Los hijos de la prosperidad más visibles son los de los estratos altos. Para no enredarnos en caracterizaciones, podemos definirlos de un plumazo: son aquellos que ante una corrección o una sugerencia se limitan a responder con un escueto "obvio". Hay que reconocerles la capacidad de síntesis, porque cuando dicen "obvio" lo que realmente quieren decir es "lo que me estás diciendo ya lo sabía, y si no lo sabía no es porque no tuviera la capacidad de saberlo, sino porque no se me había dado la gana de pensar en eso".

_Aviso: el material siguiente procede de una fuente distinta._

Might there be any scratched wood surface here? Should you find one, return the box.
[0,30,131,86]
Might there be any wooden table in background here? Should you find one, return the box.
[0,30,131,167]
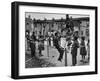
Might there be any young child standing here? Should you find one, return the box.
[80,37,87,63]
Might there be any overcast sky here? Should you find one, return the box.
[25,12,89,20]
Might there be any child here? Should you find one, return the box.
[71,37,79,66]
[80,37,87,63]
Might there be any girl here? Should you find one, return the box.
[80,37,87,63]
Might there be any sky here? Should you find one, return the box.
[25,12,89,20]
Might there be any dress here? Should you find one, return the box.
[80,41,87,55]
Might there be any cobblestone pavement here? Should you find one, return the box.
[25,41,89,68]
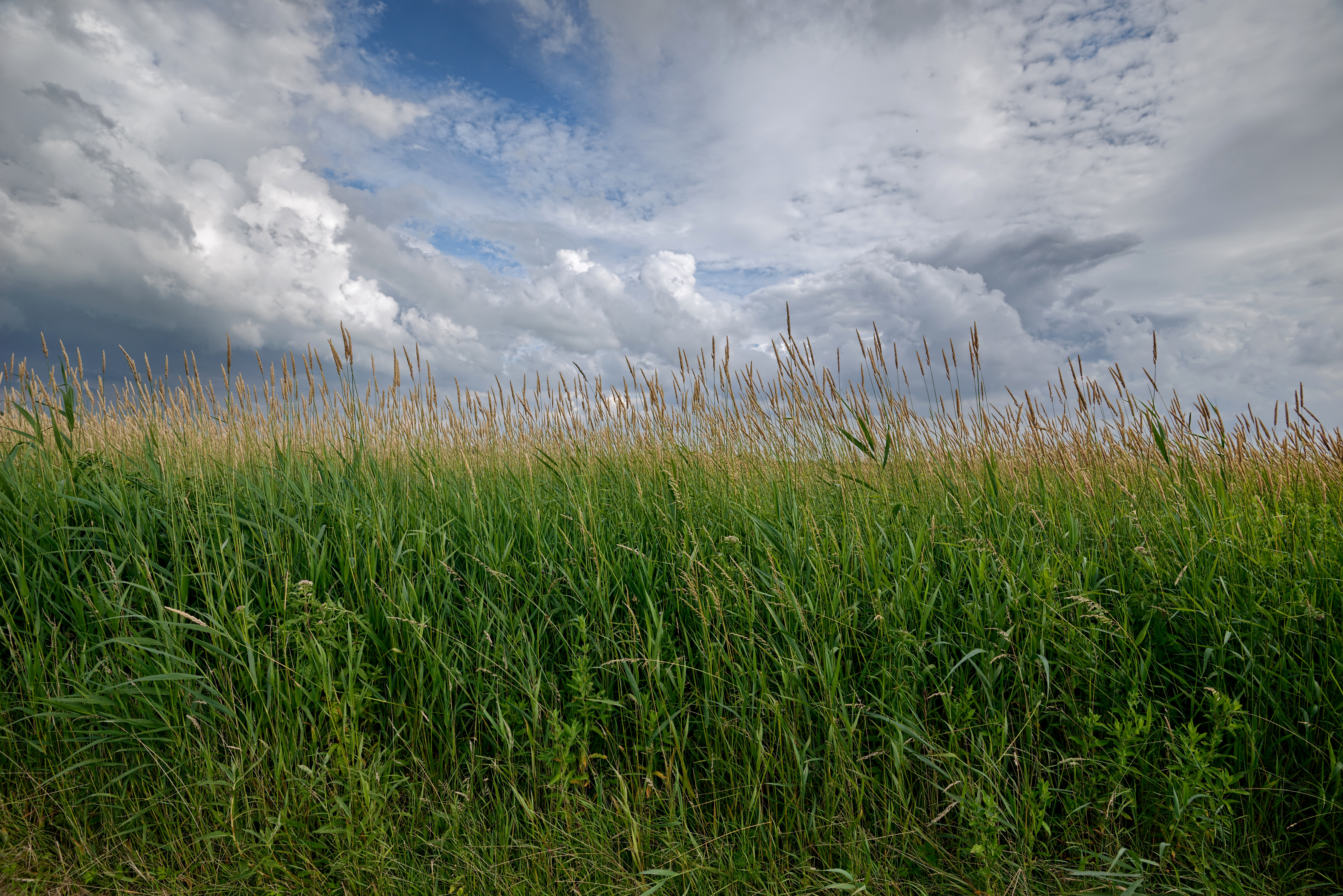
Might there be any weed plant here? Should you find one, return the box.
[0,326,1343,896]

Y es que si algo les sobra a los hijos de la prosperidad es una desmesurada valoración de su potencial, que contrasta con la triste realidad: va uno a ver cómo son los que han salido de las mejores universidades del país y la mayoría ni siquiera saben escribir. Si a esa materia prima le sumamos unos padres que reemplazaron la comunicación y el afecto por regalos y sobreprotección, el resultado son unos embriones de tiranos incapaces de los que más vale esconderse. (Sobre la proliferación de este problema en Estados Unidos, vale la pena leer A Nation of Wimps de Hara Estroff Marano).

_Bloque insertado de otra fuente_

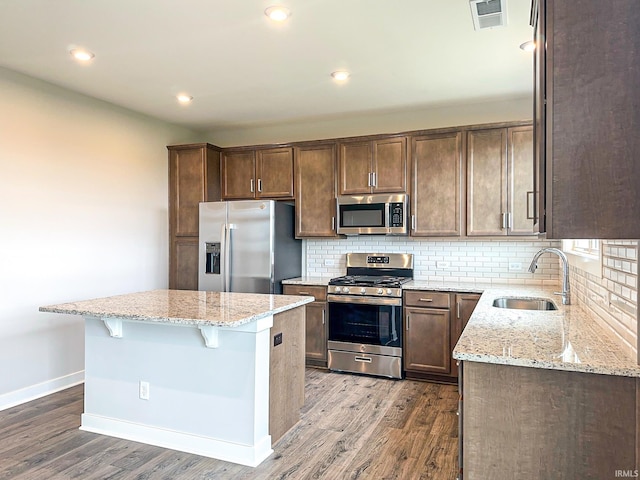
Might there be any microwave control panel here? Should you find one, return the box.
[389,202,404,228]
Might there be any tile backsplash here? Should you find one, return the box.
[303,236,560,285]
[571,240,638,356]
[303,236,639,356]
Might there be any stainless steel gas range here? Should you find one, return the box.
[327,253,413,378]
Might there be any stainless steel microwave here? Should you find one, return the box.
[337,194,409,235]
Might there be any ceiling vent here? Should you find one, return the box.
[470,0,507,30]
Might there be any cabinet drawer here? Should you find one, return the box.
[404,291,451,308]
[283,285,327,302]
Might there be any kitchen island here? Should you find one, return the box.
[40,290,313,466]
[454,287,640,480]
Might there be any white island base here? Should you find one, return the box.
[40,290,313,467]
[80,316,273,466]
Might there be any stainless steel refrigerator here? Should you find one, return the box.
[198,200,302,293]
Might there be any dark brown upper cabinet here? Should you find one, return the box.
[222,147,293,200]
[410,131,463,237]
[467,125,534,236]
[531,0,640,239]
[338,136,407,195]
[294,143,336,238]
[167,143,220,290]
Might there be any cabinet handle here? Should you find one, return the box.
[527,191,536,220]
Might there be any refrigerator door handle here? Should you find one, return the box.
[220,223,229,292]
[224,223,236,292]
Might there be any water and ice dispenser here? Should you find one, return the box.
[209,242,220,275]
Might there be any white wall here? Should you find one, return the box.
[0,69,200,409]
[206,95,533,147]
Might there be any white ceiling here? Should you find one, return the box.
[0,0,533,130]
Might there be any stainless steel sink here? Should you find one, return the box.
[493,297,558,310]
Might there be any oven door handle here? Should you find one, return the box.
[327,295,402,307]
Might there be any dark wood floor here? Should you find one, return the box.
[0,369,458,480]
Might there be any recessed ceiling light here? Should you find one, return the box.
[264,5,291,22]
[520,40,536,52]
[331,70,351,82]
[69,48,95,62]
[176,93,193,103]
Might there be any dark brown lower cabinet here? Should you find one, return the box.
[403,290,480,383]
[283,285,329,367]
[404,307,451,375]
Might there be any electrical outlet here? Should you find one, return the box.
[140,381,149,400]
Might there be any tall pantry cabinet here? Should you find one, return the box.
[167,143,220,290]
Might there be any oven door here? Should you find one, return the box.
[327,295,402,356]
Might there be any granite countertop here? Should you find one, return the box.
[453,286,640,377]
[40,290,313,327]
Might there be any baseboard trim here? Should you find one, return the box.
[0,370,84,411]
[80,413,273,467]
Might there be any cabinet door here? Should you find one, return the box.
[222,151,256,200]
[169,147,207,236]
[507,127,535,235]
[255,148,293,198]
[372,137,407,193]
[467,128,507,236]
[451,293,480,377]
[531,0,547,233]
[410,132,462,237]
[540,0,640,239]
[305,302,327,366]
[338,142,371,195]
[404,307,451,375]
[169,237,198,290]
[294,143,336,238]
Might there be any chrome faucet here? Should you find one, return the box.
[529,248,571,305]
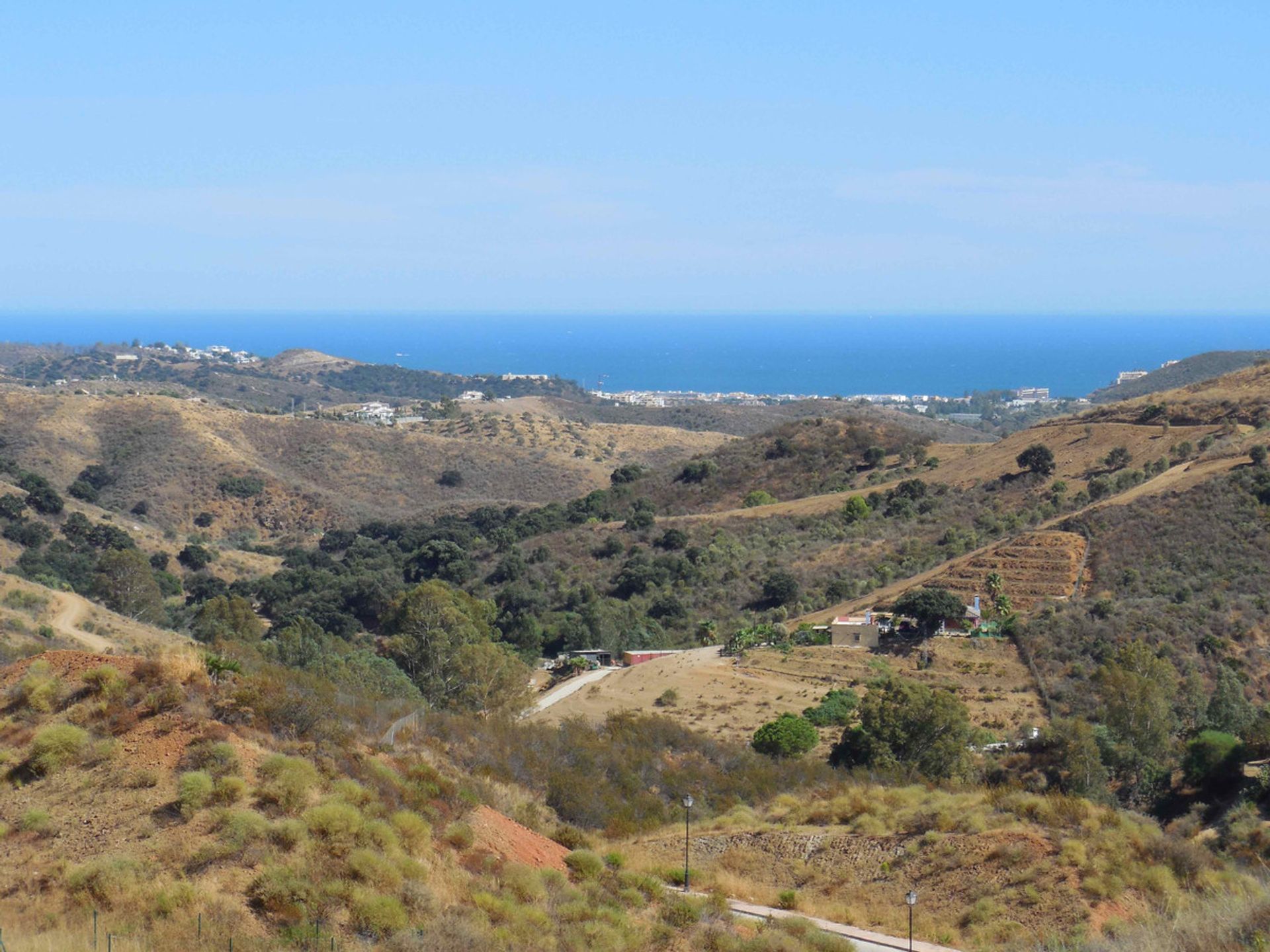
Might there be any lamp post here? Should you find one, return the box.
[683,793,692,892]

Pero este fenómeno no solo se da en los estratos altos. Así como en los últimos años muchos jóvenes vieron a sus padres cambiar tres veces de carro, otros menos pudientes los vieron cambiar la moto por un carro, o la bicicleta por una moto. ¿El resultado? Hay emperadorcitos en todos los estratos de Colombia. Vean el caso de los taxistas menores de 25 años: lo que más sorprende no es el frasco de gel que llevan en la cabeza, sino la displicencia con que encaran su trabajo. Además de que el pasajero es un bulto al que no vale la pena determinar, para ellos el taxi que les da de comer es un mal necesario porque están convencidos de que se merecen mucho más. Esa insatisfacción y displicencia generacional se repite en todas las actividades, desde los valet parking hasta los empacadores de supermercado.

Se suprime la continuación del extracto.